NEGERI TANPA JEMPOL



    Di sebuah negeri yang megah dan tampak makmur dari luar, hiduplah orang-orang yang selalu sibuk. Sibuk bukan karena pekerjaan yang penting, tapi sibuk memamerkan kehidupan mereka sendiri. 


    Rumah tinggi, mobil mewah, pakaian bermerk. Mereka bicara seolah berdiri di atas panggung, tapi tak pernah benar-benar mendengar. Apalagi peduli.

    Mereka menyebut negeri itu Negeri Tanpa Jempol—bukan karena mereka tak punya jempol di tangan, tapi karena mereka tak pernah memberi jempol pada orang lain. Tidak untuk mendukung, tidak untuk menyemangati, apalagi untuk sekadar menyapa.

    Di negeri itu, hidup seorang gadis bernama Anthea. Ia berbeda. Ia suka menyapa tetangga, bertanya kabar tukang roti, dan tersenyum pada siapa pun yang lewat. Suatu hari, Anthea merasa ingin membuat perubahan. Ia mengirim undangan:


    “Sabtu sore, aku mengadakan pertemuan kecil di taman kota. Kita ngobrol,         main musik, berbagi cerita. Ajak siapa saja. Aku tunggu, ya!”

Ia mengirim pesan itu ke semua orang yang dikenalnya. Tapi hari Sabtu tiba… dan taman itu kosong. Tak satu pun yang datang.

Anthea duduk di bangku taman sendirian. Wajahnya mulai memerah, bukan karena malu, tapi karena marah.

    “Sudah cukup,” gumamnya sambil berdiri dan menepuk-nepuk roknya.

 “Untuk apa tinggal di negeri yang bahkan tak bisa bilang ‘ya’ atau ‘tidak’? Negeri yang bahkan tak bisa memberi jempol—tanda paling sederhana bahwa kau peduli.”

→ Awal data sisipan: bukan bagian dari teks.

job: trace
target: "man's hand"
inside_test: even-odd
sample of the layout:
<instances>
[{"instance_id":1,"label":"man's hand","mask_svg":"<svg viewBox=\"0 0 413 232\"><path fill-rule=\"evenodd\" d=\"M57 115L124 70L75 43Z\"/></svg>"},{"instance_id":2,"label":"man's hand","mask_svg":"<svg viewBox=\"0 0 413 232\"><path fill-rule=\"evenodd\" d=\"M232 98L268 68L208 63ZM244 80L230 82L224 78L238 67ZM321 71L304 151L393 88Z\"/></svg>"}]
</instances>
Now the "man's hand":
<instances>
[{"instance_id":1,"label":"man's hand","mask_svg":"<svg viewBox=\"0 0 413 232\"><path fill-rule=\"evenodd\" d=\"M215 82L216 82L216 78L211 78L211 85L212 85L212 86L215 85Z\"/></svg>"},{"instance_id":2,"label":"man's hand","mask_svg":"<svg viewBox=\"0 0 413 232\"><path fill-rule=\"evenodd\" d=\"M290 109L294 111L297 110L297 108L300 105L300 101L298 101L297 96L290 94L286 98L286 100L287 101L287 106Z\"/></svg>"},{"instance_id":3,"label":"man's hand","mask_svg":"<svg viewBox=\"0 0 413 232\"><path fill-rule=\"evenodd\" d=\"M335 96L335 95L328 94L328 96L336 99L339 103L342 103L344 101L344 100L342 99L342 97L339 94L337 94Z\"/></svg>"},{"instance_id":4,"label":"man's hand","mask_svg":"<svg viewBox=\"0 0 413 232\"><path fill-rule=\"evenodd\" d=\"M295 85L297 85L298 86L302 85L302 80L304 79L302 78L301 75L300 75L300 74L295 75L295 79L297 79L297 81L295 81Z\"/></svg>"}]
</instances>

    Keesokan harinya, Anthea berkemas dan meninggalkan Negeri Tanpa Jempol. Ia berjalan melewati hutan, menyeberangi sungai, hingga akhirnya tiba di sebuah negeri asing. Negeri itu tampak biasa, tidak semegah tempat asalnya. Tapi ada sesuatu yang berbeda.

    Di sana, setiap orang yang lewat tersenyum. Ada yang melambai, ada yang memanggil, “Selamat pagi, orang baru!” Ada yang menawarkan makanan, dan anak-anak menari di alun-alun sambil menyanyi.

    Anthea merasa seperti tersengat kehangatan. Ia belum sempat mengenalkan diri, tapi mereka sudah menerimanya.

    Hari-hari berikutnya, Anthea mulai ikut berkegiatan. Ia membantu di dapur umum, mengajar anak-anak menggambar, dan terkadang hanya duduk bersama orang-orang tua sambil mendengarkan cerita lama. Di negeri itu, setiap ucapan mendapat respons. Setiap usaha mendapat dukungan. Dan setiap tangan—selalu ada jempol yang diangkat tinggi-tinggi sebagai tanda semangat.

    Anthea pun hidup bahagia di negeri itu. Negeri yang mungkin tak sekaya negeri sebelumnya, tapi penuh dengan sesuatu yang jauh lebih mahal: kepedulian.